Though there is plenty of attention given to the many women who came forward to allow the initial bombshell New York Times articles to exist in the first place, the heroes here are Jodi Kantor (Zoe Kazan) and Megan Twohey (Carey Mulligan), the NYT journalists who wrote and published the pieces. We watch their painstaking work talking to woman after woman, actresses and former Weinstein employees, slowly putting the story together, often without being able to name names.
Weinstein’s culture of fear and NDAs makes it hard to get people on the record, and it’s in these gently interrogative interviews that She Said is at its best, especially the sequences with Jennifer Ehle – as an early victim of Weinstein’s – and Samantha Morton as a simmeringly angry ex-employee, one of the few to truly stand up to him. Both Ehle and Morton are great, helping make up for the fact that the lead performances themselves feel very unbalanced.
Mulligan is typically excellent, bringing an easy rock-star swagger to Twohey but Kazan, who gets a notably higher amount of screentime, seems out of her depth. Her performance is stiff and flat, yet overly twitchy in the more emotive moments and she’s generally out-acted by whoever she’s sharing the scene with.
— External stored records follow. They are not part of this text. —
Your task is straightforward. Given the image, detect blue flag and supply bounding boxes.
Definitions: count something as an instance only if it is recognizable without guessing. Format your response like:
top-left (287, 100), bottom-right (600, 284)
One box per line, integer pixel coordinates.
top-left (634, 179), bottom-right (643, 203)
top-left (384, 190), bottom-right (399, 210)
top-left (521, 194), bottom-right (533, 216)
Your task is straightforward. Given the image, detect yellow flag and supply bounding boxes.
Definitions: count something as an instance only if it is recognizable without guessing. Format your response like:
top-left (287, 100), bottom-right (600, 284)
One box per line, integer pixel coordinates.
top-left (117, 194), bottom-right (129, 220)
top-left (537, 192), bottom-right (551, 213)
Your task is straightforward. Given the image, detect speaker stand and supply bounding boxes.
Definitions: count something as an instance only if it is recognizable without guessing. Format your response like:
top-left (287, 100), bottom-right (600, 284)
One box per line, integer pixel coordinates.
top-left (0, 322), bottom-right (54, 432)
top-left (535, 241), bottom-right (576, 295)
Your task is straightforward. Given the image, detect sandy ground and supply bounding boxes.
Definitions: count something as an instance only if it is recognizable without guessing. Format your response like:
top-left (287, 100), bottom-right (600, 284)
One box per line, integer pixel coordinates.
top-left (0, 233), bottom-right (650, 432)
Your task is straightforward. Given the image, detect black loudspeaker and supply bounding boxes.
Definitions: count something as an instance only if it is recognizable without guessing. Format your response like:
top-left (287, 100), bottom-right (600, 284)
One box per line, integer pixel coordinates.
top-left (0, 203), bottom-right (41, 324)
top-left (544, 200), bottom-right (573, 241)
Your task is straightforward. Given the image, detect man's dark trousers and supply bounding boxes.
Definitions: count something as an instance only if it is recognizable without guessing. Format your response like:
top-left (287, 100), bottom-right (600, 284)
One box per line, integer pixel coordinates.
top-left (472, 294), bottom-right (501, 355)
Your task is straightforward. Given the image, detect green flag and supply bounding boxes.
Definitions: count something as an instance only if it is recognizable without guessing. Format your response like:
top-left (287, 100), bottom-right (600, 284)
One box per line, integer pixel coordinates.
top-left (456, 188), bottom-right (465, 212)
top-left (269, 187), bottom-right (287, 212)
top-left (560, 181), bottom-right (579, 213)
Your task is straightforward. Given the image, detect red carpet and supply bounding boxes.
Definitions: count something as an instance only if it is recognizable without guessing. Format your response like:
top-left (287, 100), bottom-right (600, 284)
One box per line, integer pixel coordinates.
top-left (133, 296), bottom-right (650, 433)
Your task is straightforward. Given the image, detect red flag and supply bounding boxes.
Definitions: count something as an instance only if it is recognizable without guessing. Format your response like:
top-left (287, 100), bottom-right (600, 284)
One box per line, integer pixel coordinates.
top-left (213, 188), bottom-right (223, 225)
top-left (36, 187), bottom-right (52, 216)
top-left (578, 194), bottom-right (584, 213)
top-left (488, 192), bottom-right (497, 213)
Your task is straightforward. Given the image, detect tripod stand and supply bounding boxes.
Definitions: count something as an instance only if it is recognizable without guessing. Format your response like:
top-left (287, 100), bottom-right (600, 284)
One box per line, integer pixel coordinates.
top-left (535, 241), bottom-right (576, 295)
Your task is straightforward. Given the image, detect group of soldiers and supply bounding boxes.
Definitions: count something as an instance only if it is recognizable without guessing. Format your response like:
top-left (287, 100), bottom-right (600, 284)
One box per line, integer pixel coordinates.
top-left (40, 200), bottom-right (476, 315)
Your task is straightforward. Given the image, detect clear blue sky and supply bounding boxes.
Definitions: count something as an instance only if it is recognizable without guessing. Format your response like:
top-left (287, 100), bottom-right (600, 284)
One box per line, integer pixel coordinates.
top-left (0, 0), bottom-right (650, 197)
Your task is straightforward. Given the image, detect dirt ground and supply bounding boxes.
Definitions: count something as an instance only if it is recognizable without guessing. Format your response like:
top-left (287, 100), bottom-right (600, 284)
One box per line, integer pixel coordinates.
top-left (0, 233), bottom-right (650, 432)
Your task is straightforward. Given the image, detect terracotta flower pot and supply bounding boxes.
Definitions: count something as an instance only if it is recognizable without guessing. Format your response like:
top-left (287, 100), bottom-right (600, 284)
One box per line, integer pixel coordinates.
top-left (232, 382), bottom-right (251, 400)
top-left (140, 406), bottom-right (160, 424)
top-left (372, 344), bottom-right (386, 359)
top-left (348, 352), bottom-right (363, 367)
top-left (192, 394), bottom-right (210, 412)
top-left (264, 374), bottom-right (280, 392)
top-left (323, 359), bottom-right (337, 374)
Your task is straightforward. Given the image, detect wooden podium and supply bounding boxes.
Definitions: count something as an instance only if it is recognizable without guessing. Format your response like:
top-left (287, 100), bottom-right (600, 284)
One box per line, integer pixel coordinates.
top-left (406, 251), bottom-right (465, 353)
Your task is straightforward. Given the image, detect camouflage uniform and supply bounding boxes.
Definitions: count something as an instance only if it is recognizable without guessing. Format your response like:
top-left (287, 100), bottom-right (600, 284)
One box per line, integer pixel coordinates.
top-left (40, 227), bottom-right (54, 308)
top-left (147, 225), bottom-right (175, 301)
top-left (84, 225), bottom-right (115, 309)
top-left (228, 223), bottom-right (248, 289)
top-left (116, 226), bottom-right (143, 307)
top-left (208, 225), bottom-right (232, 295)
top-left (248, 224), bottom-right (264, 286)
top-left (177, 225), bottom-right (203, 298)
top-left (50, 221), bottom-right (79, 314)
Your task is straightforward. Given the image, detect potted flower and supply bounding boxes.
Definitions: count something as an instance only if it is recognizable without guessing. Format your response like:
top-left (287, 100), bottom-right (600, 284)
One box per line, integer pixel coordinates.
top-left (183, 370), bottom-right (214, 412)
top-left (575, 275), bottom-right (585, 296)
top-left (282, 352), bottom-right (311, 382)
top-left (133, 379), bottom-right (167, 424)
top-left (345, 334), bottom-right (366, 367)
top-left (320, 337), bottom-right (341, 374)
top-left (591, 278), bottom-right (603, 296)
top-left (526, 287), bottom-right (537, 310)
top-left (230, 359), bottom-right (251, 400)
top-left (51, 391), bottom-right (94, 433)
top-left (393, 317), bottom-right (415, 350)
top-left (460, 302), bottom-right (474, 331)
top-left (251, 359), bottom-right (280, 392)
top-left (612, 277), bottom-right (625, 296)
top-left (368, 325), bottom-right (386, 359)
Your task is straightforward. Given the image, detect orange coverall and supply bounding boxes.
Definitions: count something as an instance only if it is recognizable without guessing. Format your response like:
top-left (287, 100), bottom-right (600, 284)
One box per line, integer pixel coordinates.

Given how acting-reliant the whole endeavour is (Schrader, as many directors have been before, is defeated by how inherently uncinematic writing an article is, right down to a deeply underwhelming final shot), Kazan’s lacklustre performance becomes a problem.
Rebecca Lenkiewicz’s script is solid, though, very good on the ways women talk around abuse, sparing themselves and one another any additional trauma without discounting what was done to them. There are some stirring speeches, albeit with a few too many trailer-friendly Big Lines, and it’s all done with impeccable good taste. We don’t see any of the attacks, just the aftermath of tear-streaked young women and a messy hotel room set to confessional monologues, which ends up a powerfully empathetic choice.
Schrader also allows herself to have just a little fun as well – Twohey and Kantor’s husbands are, amusingly, styled almost identically, harmless background men to be forgotten in the way that so many women are in typical Hollywood stories. Though a lot of the visuals are pedestrian, She Said’s big-screen credentials are enforced by yet another great score from Nicholas Britell; at one early point, when Kantor and Twohey realise just how big this story could be, Britell brings in percussion that sounds like war drums, a thrillingly propulsive moment.
For all its obvious ‘importance’, She Said can’t quite escape its own Hollywood shadow – especially when Kitty Green’s The Assistant covered similar ground two years ago to much more memorable effect – but it’s still a mostly exciting and occasionally genuinely moving procedural about some of the most impactful journalism of the last decade.